Cloudflare vs Akamai for DDoS: Which handles volumetric attacks better?
We've been running Cloudflare Magic Transit for ~8 months now, handling ~2.3 Tbps peak traffic. Recently got hit with a UDP flood (850 Gbps) and it mitigated fine, but latency spiked to 45ms for 12 seconds.
Considering Akamai Prolexic as backup since we're seeing more sophisticated attacks lately. Has anyone here switched between the two? Curious about:
- Detection speed on L3/L4 attacks
- BGP hijacking vs anycast differences
- Cost scaling above 1 Tbps
- Real uptime %s during sustained attacks
Our traffic is mostly game servers + API endpoints, so we need sub-10ms response times.
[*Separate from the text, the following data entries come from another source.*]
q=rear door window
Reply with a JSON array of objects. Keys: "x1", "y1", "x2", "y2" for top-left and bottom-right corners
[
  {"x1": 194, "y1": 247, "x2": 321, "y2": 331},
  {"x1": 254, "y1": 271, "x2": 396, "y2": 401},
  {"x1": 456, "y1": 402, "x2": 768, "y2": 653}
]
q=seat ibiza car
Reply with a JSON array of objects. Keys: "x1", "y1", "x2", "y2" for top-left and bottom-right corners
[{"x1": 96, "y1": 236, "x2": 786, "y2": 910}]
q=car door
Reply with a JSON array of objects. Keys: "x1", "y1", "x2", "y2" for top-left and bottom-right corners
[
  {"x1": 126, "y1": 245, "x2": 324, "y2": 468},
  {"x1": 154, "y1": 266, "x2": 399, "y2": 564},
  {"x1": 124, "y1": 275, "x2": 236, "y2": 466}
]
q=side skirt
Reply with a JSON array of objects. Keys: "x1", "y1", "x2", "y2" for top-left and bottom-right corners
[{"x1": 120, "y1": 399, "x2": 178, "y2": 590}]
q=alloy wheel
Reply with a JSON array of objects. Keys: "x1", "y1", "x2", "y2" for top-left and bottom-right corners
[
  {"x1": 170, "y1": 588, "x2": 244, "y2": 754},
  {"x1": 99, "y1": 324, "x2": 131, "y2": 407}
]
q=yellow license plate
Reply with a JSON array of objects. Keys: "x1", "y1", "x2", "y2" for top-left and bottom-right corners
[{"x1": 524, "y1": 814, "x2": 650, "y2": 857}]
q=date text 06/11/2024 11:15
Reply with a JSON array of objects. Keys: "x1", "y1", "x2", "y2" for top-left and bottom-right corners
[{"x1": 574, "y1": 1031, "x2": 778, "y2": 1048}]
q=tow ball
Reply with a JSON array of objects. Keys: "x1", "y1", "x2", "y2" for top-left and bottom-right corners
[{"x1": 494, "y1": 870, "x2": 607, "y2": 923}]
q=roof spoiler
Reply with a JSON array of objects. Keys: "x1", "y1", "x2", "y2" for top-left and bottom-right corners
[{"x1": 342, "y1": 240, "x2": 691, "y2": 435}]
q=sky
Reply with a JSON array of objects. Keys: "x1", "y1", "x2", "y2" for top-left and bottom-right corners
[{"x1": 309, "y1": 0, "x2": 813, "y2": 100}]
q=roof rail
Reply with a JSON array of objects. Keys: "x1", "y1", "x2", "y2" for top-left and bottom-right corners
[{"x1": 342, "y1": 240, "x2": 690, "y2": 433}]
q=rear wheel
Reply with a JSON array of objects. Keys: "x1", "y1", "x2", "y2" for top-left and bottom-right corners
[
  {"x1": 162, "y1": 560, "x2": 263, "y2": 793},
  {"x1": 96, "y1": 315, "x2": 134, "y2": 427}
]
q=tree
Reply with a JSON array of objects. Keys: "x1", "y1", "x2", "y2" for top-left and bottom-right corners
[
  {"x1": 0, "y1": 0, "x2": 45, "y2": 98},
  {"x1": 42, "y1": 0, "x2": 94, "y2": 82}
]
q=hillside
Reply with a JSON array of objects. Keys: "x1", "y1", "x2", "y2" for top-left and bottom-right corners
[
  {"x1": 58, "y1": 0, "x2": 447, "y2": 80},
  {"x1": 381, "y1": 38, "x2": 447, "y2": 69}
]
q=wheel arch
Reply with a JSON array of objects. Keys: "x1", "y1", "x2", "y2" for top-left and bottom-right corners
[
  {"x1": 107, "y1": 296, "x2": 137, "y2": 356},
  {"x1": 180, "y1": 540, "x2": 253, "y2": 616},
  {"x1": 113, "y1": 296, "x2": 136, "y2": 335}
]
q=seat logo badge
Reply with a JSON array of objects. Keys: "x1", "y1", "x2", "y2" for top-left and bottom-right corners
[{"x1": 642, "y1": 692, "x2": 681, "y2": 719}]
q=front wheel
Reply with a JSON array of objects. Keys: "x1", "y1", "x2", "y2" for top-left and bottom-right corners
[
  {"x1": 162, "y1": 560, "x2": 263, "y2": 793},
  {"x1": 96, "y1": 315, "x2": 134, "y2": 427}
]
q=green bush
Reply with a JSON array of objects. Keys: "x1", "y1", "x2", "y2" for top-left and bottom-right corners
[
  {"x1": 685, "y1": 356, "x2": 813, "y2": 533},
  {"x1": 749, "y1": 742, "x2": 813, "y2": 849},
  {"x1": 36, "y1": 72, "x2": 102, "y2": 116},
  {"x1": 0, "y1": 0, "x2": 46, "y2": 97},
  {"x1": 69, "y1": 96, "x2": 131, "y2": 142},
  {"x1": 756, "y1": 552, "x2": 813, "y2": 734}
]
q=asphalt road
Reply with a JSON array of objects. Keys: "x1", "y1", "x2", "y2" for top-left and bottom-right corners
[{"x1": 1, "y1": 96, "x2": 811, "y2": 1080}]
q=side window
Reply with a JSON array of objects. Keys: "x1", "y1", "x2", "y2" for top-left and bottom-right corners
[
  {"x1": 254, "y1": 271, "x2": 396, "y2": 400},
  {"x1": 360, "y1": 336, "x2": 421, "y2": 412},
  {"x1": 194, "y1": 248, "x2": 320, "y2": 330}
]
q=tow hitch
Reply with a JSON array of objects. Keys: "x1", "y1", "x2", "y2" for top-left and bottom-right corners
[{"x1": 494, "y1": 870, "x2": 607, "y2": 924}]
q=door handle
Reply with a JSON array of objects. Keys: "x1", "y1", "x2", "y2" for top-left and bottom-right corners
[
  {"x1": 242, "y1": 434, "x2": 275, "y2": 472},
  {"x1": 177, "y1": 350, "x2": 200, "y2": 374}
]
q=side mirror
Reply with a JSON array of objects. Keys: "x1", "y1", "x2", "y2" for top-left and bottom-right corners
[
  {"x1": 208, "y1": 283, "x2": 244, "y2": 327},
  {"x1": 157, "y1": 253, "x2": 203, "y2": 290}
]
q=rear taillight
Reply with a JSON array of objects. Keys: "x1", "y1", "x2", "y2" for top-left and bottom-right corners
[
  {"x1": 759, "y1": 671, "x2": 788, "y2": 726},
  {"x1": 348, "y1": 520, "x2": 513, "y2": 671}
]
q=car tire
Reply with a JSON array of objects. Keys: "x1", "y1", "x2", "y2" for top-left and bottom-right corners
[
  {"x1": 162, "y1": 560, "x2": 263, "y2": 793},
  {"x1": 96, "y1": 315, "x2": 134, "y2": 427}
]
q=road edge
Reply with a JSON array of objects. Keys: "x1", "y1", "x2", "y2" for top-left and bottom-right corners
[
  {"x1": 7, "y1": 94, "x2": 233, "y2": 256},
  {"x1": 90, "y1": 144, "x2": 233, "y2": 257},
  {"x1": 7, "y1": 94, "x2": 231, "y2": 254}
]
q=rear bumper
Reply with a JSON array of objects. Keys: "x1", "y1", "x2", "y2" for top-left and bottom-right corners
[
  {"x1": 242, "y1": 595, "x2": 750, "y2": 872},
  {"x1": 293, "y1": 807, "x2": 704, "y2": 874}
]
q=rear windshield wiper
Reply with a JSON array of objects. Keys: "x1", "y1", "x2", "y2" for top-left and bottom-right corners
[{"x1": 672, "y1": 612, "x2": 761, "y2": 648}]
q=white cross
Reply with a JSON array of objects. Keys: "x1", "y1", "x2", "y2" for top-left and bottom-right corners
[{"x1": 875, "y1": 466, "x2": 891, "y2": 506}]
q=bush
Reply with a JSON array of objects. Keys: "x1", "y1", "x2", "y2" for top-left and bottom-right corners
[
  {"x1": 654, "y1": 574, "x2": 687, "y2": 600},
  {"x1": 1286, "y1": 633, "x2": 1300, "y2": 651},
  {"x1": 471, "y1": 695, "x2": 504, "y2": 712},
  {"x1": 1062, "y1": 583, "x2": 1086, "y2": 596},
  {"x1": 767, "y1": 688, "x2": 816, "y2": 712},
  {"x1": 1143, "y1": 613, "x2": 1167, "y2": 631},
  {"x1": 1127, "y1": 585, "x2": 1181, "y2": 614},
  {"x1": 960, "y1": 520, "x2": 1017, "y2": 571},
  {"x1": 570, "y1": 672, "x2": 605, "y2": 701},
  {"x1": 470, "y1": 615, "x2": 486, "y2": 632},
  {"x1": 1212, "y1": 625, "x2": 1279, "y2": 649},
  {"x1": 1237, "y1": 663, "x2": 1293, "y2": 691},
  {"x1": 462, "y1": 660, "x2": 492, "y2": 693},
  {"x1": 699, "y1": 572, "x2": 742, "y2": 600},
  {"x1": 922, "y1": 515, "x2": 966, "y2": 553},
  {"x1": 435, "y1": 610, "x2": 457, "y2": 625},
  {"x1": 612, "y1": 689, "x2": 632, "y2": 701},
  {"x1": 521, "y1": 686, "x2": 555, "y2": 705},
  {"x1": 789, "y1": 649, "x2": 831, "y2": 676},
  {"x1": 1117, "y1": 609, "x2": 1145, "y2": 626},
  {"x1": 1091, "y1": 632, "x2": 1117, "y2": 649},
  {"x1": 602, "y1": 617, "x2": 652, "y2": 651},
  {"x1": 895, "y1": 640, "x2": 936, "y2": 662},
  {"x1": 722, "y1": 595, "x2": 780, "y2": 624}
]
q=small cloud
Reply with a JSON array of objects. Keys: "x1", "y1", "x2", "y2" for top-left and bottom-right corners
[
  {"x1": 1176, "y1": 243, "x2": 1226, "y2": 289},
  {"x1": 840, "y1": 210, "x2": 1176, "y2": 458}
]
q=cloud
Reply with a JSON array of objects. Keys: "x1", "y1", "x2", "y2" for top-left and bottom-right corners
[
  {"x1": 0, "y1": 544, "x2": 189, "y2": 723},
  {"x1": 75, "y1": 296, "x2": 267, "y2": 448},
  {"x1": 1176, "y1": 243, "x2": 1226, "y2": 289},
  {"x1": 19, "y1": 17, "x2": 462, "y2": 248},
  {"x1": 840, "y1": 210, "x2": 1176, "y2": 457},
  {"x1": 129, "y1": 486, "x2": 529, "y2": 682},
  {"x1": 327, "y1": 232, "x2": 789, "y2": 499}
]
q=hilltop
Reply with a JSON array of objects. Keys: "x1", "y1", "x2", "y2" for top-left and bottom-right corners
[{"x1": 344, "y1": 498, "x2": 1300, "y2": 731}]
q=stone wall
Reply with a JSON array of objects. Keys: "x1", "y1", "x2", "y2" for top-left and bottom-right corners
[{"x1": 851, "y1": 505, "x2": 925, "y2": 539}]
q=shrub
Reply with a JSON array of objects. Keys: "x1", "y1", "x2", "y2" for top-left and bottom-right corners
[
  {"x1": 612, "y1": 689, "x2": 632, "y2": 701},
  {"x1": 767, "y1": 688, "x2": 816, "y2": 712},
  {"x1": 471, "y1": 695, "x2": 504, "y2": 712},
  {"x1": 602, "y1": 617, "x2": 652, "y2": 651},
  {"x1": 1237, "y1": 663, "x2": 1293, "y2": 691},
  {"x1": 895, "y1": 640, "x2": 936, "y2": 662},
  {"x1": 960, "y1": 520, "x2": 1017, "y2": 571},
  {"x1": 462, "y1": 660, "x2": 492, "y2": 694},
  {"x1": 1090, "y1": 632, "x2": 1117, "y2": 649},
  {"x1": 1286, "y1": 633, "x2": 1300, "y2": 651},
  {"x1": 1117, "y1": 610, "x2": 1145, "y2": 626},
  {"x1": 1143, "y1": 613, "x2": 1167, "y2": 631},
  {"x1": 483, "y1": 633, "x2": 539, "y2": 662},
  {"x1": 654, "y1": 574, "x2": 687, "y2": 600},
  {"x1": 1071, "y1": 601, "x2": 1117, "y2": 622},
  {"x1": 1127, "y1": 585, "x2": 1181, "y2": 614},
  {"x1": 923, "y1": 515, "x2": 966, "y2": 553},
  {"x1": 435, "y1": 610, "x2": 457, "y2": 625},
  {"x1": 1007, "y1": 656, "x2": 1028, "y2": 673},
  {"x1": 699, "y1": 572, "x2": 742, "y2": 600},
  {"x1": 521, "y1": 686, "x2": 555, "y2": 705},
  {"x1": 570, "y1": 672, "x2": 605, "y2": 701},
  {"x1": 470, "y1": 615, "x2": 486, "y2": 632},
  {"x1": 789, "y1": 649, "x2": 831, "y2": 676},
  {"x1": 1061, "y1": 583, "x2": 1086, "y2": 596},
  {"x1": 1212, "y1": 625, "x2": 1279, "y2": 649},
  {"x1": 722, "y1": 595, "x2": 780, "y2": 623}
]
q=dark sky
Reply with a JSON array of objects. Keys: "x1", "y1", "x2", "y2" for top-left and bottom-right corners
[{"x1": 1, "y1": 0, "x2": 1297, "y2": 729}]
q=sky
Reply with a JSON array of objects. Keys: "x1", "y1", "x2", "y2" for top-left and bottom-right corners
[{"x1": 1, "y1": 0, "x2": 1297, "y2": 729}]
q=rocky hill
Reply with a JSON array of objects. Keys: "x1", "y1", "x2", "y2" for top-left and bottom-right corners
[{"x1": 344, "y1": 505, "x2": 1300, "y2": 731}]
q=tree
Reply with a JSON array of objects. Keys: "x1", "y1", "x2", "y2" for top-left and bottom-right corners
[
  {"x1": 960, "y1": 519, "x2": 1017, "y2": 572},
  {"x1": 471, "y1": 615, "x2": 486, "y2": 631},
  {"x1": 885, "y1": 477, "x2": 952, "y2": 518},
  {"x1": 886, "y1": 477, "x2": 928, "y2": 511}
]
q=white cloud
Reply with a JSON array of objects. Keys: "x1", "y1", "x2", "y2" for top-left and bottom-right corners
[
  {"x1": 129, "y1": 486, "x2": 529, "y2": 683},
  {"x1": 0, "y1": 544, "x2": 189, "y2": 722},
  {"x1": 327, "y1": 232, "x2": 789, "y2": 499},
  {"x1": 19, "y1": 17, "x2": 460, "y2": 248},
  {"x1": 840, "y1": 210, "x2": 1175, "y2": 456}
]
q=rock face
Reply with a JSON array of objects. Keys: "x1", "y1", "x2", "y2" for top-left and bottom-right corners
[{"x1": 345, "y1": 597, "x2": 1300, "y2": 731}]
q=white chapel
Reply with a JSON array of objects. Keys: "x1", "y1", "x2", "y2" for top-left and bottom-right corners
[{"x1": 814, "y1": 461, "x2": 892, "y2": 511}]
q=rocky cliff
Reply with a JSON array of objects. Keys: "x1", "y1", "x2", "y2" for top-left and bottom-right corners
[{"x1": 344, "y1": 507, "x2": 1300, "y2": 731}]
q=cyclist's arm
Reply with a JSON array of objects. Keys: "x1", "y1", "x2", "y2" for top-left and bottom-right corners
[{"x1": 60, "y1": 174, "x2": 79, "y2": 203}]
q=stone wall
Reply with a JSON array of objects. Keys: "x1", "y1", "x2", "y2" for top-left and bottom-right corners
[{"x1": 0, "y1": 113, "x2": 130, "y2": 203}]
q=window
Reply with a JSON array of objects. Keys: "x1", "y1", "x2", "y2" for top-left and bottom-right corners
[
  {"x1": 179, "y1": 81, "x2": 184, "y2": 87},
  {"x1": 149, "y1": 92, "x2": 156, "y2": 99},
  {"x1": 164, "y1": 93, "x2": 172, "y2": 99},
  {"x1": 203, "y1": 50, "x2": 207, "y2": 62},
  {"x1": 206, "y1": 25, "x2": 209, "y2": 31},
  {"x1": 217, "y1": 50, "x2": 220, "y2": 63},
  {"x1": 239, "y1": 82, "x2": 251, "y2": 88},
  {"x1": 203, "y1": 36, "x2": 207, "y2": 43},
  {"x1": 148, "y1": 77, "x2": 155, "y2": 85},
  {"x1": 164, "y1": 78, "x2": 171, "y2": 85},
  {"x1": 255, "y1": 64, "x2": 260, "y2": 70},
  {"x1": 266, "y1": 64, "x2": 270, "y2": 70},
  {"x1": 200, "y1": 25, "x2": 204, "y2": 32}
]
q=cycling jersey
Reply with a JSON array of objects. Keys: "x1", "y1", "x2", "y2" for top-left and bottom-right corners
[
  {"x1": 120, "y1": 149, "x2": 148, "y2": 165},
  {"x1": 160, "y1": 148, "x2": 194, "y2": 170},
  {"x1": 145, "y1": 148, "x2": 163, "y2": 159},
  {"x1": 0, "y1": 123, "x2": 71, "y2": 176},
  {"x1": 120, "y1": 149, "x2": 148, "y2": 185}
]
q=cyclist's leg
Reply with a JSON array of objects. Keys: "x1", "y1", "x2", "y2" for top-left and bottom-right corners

Thoughts?
Edited at 26 Mar 2026, 00:06
Akamai's detection is ~2-3s faster on volumetric L3/L4 stuff, but honestly at 850 Gbps the difference is marginal—both are sub-second for actual mitigation. The bigger issue: Akamai's anycast is more distributed globally, so you might see lower latency variance during attacks vs CF's more centralized scrubbing centers. That 45ms spike you hit is actually pretty normal for CF during peak mitigation. Cost-wise, Akamai gets brutal above 1 Tbps; they bill differently and have minimum commitments. Consider running them in parallel rather than as backup—dual-layer DDoS is worth it at your scale, and you can failover via BGP prefix policies. Check if your upstream provider supports simultaneous Prolexic + Magic Transit routing.
Good point on the detection speed—yeah, sub-second mitigation is what really matters at that scale. The 45ms spike during the 850 Gbps hit has me worried though. Are you saying Akamai's anycast tends to handle those spikes better, or is it more about having redundancy with a secondary provider?